La décision objet de la requête en révision a révoqué pour défaut de nouveauté, le brevet nº 1 296 947 ayant pour titre "Forme cristalline alpha du sel de tert-butylamine du perindopril", que la division d'opposition avait maintenu dans une forme modifiée.
II. La requérante est la titulaire du brevet et intimée lors de la procédure de recours. Elle fonde sa requête en révision sur l'article 112 bis(2)c) CBE, pour violation fondamentale de son droit d'être entendu (article 113 CBE).
III. Les faits de l'espèce utiles à l'examen de la présente requête peuvent être ainsi résumés.
i) Le recours contre la décision de la division d'opposition de maintenir le brevet dans sa forme modifiée a été formé par sept des opposantes. La division d'opposition avait reconnu la nouveauté de la revendication 1 du brevet opposé notamment au regard de D1 en estimant que l'exemple 3D de D1 ne divulguait pas la structure cristalline alpha de la revendication 1 du brevet opposé.
ii) Lors de la procédure de recours, toutes les requérantes ont maintenu l'objection de défaut de nouveauté vis à vis de l'exemple 3D de D1.
iii) La "High Court of Justice - Chancery Division - Patents Court" siégeant à Londres, a rendu le 6 juillet 2007, en première instance, une décision révoquant la partie britannique du brevet européen objet de la présente procédure dans l'action en contrefaçon et validité du brevet, opposant Les Laboratoires Servier à APOTEX.
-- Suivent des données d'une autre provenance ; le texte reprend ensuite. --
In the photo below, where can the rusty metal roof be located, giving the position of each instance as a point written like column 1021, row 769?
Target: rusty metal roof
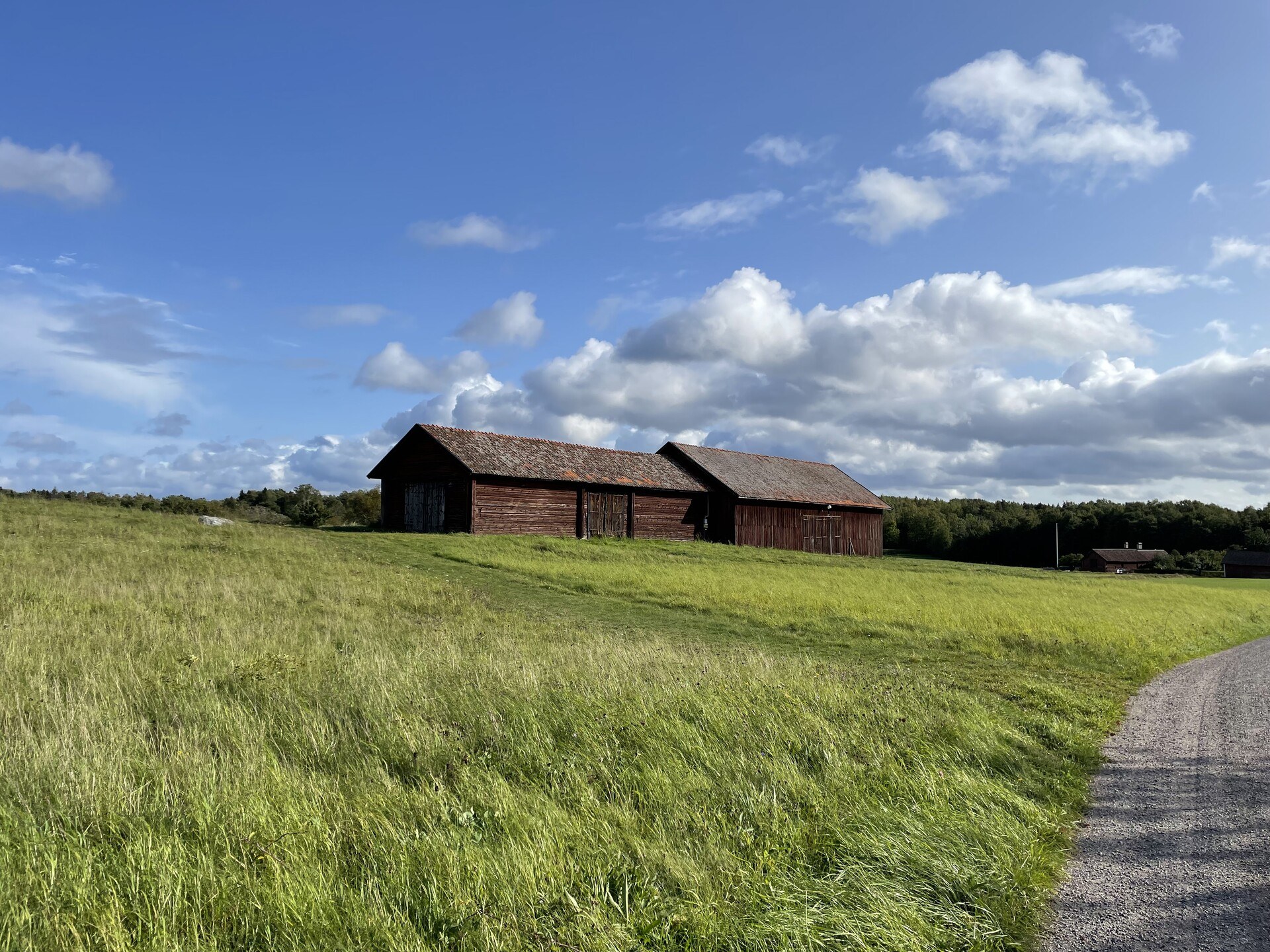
column 777, row 479
column 1129, row 555
column 527, row 459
iv) Norton Healthcare Ltd (O3) a versé cette décision aux débats le 3 septembre 2007 et, le 12 août 2008, la décision rendue le 9 mai 2008 par la "Supreme Court of Judicature - Court of Appeal", confirmant cette décision.
v) APOTEX défendeur dans l'instance en contrefaçon et validité du brevet en cause devant la juridiction anglaise a déposé des observations (article 115 CBE) en qualité de tiers le 5 mars 2009. APOTEX a adressé deux séries de documents. La première série de documents est un commentaire de la décision anglaise avec des extraits des témoignages alors recueillis par le juge anglais et la seconde est intitulée "Defendant's notice of Experiments".
vi) La titulaire du brevet a répondu dans ses écritures datées du 24 mars 2009, entre autres, aux observations d'APOTEX. Elle s'est étonnée de leur tardiveté et a contesté les résultats qui lui étaient opposés.
vii) Lors de la procédure orale du 5/6 mai 2009 la requérante a sollicité le renvoi de la procédure orale à une date ultérieure pour lui permettre de prendre connaissance des dossiers des décisions anglaises et pour garantir son droit d'être entendu. Il a été aussi fait allusion, tout au long de la procédure orale devant la chambre de recours ainsi que dans le résumé des faits et conclusions à une décision néerlandaise. Cette décision n'a joué aucun rôle dans la décision objet de la requête en révision, il n'en sera pas davantage fait état.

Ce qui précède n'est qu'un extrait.